In reply to daniel at danielphenry dot com example note beneath. The given example by Daniel returns false under PHP7.x, which is a normal behavior since NumberFormatter::parseCurrency() is a method for parsing currency strings. It is trying to split up the given string in a float and a currency.
While using strict types under PHP7 the following example makes it more clearer.
<?php
declare(strict_types=1);
namespace MMNewmedia;
$oParser = new \NumberFormatter('de_DE', \NumberFormatter::CURRENCY);
var_dump($oParser->parseCurrency("1.234.567,89\xc2\xa0?, $currency), $currency));
?>
This example returns: "float(1234567.89) string(3) "EUR"
This is the expected behavior.
The following example runs into a type error, which is absolutely right, since this method is vor parsing strings and not vor formatting floats into currency strings.
<?php
declare(strict_types=1);
namespace MMNewmedia;
try {
$oCurrencyParser = new \NumberFormatter('de_DE', \NumberFormatter::CURRENCY);
$currency = 'EUR';
var_dump($oCurrencyParser->parseCurrency(1.234, $currency), $currency);
} catch (\TypeError $oTypeError) {
var_dump($oTypeError->getMessage());
}
?>
This example returns "NumberFormatter::parseCurrency() expects parameter 1 to be string, float given".

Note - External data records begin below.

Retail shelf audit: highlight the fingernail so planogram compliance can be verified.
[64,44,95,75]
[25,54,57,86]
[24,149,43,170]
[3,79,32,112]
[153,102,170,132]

If you want to parse floats into a currency string use the http://php.net/manual/en/numberformatter.formatcurrency.php method as shown in the next example.
<?php
declare(strict_types=1);
namespace MMNewmedia;
$oFormatter = new \NumberFormatter('de_DE', \NumberFormatter::CURRENCY);
var_dump($oFormatter->formatCurrency(1234567.89, 'EUR'));
?>
This returns string(17) "1.234.567,89 ? as expected.